A Bridge of Stones: Trauma, Memory and Imagination

This week we attempted to integrate concepts of memory (from Bessel Van der Kolk) with imagination and art therapy (from Stephen Levine), weaving back and forth across the deep and uncertain void of trauma. We discussed at length the way memories can be traumatic (the trauma is concretized and repeated in action without meaning) or non-traumatic (the reality of suffering and trauma remains, but it can be worked with) and how Levine’s concept of imagination connects to these memories: it is through therapeutic remembering — unfreezing a frozen memory, ‘breathing life’ into it — that change occurs.

After zigging and zagging through wide-ranging territory (how does trauma get encoded in the body, how does the body remember [scents, sights, etc.], the value of psychological splitting as means of survival), including our own stories of trauma that came of their own volition, as if needing to be heard, we moved away from the purely psychological considerations and began to attend to theology.

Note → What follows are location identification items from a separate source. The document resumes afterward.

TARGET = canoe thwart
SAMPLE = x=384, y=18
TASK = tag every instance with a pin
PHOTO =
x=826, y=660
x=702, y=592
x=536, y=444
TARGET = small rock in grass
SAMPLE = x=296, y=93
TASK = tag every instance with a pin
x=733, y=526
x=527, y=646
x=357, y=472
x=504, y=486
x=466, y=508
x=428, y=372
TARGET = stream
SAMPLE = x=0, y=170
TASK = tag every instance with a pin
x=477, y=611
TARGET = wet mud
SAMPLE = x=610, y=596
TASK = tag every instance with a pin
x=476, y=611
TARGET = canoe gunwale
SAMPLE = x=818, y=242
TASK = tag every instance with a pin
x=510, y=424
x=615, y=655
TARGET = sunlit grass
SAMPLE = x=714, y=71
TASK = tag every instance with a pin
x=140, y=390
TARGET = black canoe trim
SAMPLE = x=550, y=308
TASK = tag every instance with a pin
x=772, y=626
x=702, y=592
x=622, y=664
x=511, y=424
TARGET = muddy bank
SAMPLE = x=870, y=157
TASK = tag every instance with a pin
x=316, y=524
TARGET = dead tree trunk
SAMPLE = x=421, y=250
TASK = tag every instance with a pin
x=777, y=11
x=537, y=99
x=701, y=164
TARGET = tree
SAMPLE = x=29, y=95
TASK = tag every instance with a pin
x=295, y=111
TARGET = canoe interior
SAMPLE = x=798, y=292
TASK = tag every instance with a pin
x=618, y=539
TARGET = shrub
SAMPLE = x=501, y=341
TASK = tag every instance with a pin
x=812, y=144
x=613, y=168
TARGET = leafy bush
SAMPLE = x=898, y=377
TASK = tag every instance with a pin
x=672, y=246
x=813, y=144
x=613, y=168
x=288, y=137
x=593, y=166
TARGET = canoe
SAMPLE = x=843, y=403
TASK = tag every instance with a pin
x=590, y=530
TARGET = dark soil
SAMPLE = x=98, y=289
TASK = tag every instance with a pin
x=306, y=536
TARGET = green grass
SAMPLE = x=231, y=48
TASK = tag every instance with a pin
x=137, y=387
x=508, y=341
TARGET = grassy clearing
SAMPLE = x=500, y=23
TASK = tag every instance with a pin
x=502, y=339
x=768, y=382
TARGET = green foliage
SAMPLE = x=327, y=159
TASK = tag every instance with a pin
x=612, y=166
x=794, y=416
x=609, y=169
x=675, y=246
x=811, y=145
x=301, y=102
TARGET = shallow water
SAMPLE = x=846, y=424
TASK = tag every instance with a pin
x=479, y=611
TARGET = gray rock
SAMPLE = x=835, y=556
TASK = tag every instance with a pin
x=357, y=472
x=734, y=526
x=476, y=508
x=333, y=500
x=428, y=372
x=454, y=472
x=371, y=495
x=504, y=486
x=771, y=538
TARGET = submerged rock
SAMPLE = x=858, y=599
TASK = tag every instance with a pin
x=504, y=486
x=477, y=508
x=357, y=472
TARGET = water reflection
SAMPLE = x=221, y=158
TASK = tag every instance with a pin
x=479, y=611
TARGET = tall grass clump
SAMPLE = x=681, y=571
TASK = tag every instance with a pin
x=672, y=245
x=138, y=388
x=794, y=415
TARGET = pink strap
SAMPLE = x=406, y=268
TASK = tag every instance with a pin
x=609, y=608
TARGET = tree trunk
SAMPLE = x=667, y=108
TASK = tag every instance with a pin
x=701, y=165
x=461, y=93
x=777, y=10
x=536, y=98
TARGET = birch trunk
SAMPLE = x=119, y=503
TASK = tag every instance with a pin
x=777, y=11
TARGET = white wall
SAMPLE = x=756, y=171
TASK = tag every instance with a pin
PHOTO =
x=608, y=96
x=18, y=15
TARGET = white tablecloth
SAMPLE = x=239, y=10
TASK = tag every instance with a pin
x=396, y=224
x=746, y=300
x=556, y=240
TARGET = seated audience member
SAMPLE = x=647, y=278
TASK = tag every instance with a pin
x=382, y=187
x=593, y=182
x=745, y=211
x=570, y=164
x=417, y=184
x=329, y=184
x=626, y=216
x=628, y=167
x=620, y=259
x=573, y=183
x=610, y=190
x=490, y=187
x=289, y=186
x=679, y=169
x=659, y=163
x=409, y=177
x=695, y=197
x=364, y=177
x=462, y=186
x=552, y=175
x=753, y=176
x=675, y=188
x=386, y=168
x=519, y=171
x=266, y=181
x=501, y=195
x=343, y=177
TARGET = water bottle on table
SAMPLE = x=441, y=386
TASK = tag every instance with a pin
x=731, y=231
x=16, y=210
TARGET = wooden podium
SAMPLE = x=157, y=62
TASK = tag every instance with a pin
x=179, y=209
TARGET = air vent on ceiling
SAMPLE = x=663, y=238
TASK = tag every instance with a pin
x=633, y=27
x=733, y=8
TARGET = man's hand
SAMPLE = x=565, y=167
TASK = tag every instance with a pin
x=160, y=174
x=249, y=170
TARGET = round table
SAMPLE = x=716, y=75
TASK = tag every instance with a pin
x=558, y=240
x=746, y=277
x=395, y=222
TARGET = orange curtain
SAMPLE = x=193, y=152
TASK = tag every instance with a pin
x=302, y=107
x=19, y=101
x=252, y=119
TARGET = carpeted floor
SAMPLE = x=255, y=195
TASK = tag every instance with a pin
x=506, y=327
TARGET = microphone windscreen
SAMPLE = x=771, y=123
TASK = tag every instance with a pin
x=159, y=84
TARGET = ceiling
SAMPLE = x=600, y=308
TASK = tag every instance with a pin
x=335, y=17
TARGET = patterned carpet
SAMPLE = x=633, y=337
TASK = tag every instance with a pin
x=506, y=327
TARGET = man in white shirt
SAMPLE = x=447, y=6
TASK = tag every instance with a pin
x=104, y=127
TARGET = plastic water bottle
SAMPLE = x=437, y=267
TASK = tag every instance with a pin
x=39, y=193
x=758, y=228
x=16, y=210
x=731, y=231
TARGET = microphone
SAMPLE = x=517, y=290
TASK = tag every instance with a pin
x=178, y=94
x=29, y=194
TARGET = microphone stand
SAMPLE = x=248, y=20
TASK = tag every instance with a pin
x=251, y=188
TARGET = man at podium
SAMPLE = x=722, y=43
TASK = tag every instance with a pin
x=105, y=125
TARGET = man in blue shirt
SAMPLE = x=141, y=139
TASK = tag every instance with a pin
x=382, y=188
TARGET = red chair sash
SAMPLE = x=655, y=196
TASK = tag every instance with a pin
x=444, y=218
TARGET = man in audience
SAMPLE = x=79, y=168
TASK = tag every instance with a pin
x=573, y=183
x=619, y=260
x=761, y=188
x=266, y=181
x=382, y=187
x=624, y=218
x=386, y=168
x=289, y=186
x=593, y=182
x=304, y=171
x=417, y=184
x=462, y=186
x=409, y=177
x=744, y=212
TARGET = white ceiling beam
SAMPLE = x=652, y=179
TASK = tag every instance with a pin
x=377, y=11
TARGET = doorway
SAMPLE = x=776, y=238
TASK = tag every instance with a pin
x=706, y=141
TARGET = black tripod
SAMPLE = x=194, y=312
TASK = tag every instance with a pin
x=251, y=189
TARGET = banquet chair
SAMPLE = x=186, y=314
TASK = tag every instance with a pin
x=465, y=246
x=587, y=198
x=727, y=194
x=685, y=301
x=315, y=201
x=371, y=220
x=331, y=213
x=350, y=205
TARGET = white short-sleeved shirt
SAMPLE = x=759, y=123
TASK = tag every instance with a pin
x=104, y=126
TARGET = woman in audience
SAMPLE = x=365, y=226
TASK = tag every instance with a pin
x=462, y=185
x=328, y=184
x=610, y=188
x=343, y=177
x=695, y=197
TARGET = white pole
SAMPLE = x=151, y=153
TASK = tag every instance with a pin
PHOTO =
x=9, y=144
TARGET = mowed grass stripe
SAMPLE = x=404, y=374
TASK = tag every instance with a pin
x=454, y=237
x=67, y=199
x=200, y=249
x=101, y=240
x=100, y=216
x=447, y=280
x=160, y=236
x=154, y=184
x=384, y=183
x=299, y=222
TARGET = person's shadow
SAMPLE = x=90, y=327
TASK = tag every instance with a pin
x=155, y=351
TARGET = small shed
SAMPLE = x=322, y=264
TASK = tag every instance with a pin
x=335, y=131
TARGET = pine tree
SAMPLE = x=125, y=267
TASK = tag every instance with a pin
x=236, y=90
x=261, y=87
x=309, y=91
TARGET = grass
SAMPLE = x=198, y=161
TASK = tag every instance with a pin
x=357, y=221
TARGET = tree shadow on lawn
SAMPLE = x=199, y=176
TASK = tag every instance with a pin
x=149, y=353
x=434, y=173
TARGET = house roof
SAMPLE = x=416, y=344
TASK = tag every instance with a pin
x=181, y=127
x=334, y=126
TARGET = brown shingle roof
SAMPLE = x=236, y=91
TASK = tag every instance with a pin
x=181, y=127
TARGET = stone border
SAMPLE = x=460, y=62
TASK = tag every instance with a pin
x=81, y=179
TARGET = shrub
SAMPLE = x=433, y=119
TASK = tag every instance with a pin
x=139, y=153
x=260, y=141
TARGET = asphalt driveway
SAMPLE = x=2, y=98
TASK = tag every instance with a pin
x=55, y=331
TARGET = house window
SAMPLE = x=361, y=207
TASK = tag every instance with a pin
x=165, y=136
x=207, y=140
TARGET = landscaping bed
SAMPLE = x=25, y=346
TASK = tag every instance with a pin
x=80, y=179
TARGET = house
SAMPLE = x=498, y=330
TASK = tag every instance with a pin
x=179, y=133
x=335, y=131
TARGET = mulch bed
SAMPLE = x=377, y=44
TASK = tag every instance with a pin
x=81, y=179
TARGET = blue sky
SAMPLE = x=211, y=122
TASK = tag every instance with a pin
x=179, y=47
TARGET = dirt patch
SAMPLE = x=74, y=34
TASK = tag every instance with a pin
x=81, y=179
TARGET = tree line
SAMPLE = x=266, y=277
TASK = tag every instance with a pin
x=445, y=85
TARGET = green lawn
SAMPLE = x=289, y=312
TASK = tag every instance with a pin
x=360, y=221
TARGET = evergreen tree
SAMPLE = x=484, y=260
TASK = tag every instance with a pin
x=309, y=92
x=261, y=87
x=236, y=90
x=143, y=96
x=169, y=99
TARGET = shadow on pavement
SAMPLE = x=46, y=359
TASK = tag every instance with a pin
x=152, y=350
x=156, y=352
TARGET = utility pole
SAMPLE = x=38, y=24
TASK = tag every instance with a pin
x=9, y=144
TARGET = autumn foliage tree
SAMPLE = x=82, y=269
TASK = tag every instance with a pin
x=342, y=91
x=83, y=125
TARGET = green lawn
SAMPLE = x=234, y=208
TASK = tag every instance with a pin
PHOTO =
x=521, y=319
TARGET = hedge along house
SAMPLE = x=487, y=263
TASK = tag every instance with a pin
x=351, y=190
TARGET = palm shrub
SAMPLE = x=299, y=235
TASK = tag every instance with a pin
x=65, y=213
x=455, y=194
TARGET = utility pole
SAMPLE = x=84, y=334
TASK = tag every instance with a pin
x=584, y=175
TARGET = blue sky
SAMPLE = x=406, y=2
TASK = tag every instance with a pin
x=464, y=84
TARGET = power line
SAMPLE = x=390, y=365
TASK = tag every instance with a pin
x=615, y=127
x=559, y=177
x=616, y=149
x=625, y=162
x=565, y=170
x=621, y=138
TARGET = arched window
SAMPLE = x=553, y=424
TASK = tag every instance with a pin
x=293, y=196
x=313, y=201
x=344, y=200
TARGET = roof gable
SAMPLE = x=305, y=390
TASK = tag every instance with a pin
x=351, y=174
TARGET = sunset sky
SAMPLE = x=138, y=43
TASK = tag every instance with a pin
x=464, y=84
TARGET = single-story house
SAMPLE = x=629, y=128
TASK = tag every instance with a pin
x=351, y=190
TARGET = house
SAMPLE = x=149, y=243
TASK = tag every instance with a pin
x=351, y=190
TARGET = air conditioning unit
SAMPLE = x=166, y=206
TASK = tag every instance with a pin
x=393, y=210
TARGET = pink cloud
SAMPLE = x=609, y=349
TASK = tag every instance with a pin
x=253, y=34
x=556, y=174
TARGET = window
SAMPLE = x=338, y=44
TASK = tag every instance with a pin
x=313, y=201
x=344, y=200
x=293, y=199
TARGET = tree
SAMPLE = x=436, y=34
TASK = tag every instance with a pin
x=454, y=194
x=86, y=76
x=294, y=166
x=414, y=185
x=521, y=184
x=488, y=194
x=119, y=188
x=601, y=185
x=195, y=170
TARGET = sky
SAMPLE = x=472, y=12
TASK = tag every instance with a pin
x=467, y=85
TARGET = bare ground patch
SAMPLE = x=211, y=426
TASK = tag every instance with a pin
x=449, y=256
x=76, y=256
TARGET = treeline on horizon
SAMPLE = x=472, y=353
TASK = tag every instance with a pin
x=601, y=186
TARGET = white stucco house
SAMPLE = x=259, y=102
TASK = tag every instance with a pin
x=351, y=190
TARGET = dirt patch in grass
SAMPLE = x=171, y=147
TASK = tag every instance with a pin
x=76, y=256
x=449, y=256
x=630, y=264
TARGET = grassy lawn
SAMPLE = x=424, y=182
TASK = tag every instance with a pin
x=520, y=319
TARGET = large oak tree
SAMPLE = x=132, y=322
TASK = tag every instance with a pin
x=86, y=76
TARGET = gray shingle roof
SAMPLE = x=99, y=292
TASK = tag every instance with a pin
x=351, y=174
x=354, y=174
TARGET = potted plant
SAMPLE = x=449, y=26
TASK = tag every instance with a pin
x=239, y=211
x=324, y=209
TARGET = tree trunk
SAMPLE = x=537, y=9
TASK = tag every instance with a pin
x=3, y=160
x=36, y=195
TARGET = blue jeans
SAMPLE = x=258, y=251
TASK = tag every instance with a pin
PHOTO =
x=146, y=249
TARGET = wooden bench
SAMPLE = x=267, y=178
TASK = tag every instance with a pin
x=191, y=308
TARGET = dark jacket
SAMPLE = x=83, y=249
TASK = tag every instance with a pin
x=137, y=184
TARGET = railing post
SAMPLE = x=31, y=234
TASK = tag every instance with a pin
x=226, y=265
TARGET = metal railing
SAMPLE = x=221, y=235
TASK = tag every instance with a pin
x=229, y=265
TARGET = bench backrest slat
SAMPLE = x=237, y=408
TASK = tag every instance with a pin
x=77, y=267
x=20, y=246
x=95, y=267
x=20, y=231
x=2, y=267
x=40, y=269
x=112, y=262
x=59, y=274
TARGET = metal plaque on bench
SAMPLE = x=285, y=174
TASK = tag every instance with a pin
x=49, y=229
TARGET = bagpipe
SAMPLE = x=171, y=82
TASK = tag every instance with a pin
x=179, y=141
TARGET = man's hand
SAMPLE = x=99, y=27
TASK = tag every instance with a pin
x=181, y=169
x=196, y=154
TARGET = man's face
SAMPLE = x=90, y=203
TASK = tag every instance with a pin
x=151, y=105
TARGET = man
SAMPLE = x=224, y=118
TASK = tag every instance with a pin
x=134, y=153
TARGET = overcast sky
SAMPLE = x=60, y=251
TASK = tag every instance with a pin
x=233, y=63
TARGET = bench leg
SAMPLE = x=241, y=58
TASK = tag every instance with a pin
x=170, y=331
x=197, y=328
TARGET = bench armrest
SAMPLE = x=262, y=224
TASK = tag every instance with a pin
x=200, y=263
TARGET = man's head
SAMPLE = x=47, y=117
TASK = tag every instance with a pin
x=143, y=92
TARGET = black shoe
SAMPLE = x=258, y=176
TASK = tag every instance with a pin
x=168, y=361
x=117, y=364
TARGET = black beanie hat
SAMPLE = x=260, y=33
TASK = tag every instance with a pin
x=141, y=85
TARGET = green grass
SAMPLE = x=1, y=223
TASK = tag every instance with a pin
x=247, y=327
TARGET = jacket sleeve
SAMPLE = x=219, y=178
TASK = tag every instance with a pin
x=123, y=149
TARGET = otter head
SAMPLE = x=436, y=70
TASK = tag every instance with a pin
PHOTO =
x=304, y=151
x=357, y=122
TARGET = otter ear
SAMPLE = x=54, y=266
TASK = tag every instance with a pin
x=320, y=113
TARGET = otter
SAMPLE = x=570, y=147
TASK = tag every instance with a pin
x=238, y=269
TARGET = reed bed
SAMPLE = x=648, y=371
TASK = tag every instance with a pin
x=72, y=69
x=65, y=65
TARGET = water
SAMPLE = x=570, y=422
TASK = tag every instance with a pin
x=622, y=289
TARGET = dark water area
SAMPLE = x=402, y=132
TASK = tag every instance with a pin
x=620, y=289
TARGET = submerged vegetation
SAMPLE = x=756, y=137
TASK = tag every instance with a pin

Considering traumatic memory as a concretization — both protecting and maintaining the pain — we considered the idea of Ebenezer stones as representative of these two realms. Trauma, as we thought about it, gets frozen or ossified into a kind of ‘stone’. We have options of how to deal with these stones: bury them (internally), throw them (project) or manage a difficult but healing middle ground in building an altar with them.

To put the Ebenezer’s of trauma outside of us, to build an altar meant for worship, changes the meaning of the trauma and allows imagination for what these memories both mean and can be. From Levine’s viewpoint, this imaginative, creative act of altar-building, can take many forms: making meals, singing songs, dancing, painting, etc. It is in our creative imagining that we make new meaning out of past trauma, that we use the medium of our suffering to offer goodness to ourselves (internal) and the world (external), building a bridge of stones.

This was really the core of our discussion: not can we remove suffering or trauma, but what meaning can we make of it? How can it be changed (redeemed?) in order to inform us of who we were, who we are, who we might be?

It’s tempting to end a high point, but it’s worth noting we also hit on the critique that this way of talking about trauma and suffering assumes a certain privilege: the ability to get help and healing, to step back and look at suffering in this way. It is not available to all, nor can all benefit from it in the same way. That said, the critique was not that we should avoid engaging trauma and memory from this hopeful vantage point, but only that it is important to recognize our inherent privilege in attending to it this way.